Voices Story
Matthew Ryan Fischer
He had become full of venom and hate. He had forgotten where his
humanity ended and the darker, more inhumane passions began. There was no line.
It had been blurred and lost. He had become a cruel and terrible person. He did
many unspeakable things.
There were too many voices – it was hard to listen to them all or
tell what they were saying. Sometimes one voice came through above the rest. Sometimes
one voice took over them all and they spoke in a unified form.
Casey did not think of himself as a terrible person. Yes, he
believed actions had consequences, but he was somehow a step removed from
judging right and wrong and what was moral and what wasn’t. Those thoughts of judgment
hardly occurred to him and when they did it was more like a slow pause, emptiness
instead of a rational debate. He could zone out and when he snapped back, the
decision had been made, and then the deed would be done.
It was theorized by the ancient philosophers that daimons were intermediaries
between the gods and man. Everything was somewhere between divine and mortal.

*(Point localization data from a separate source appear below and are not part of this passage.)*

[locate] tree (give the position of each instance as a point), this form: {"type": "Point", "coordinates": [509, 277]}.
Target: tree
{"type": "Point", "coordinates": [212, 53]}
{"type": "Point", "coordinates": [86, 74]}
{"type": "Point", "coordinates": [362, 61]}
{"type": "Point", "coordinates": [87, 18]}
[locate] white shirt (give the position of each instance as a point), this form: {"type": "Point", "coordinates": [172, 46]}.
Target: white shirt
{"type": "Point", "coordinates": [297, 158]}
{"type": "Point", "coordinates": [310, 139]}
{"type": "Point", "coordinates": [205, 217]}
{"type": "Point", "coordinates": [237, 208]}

Actions were inspired or directly controlled. Man nor free will were nowhere in
the equation.
Casey had voices that warned him against mistakes and advised his
actions, but they hardly ever directed him to stay out of trouble. Apparently
the voices didn’t care one way or the other if his actions were just or righteous.
Apparently the gods were above and beyond that.
In his apology, Casey tried to explain just what it was that he
had become:
“The darker and more inhumane my actions became, the more I found
I needed my fellow man, for as much as I despised them, I could not function
without the sustenance their spirit provided me. In trying to separate myself
from humanity, I had made myself become that much more dependent on them. I had
always thought they were the parasites, but I made myself that addict, the
dependent. I loved and hated them at the same time.”
Casey killed a man and ate his flesh to try and gain the power of
his soul. The voices didn’t tell him to do that. The voices didn’t suggest it.
Casey had come up with that idea by himself. Casey ate the flesh and drank some
of the blood like the primitive cannibals had done. Where they were warriors
and believed the spirit had power and it could be transferred, Casey wasn’t
sure what he believed. He just wanted to experience it.
He rubbed the blood in and felt that he was absorbing the spirit
that had been the man. He believed he was stronger. He believed he was more
than he had been, and that he was a step closer to divine. He sat and waited
for the celestial to come and take him away. While he waited he had the
conversations of the bickering voices to keep him company.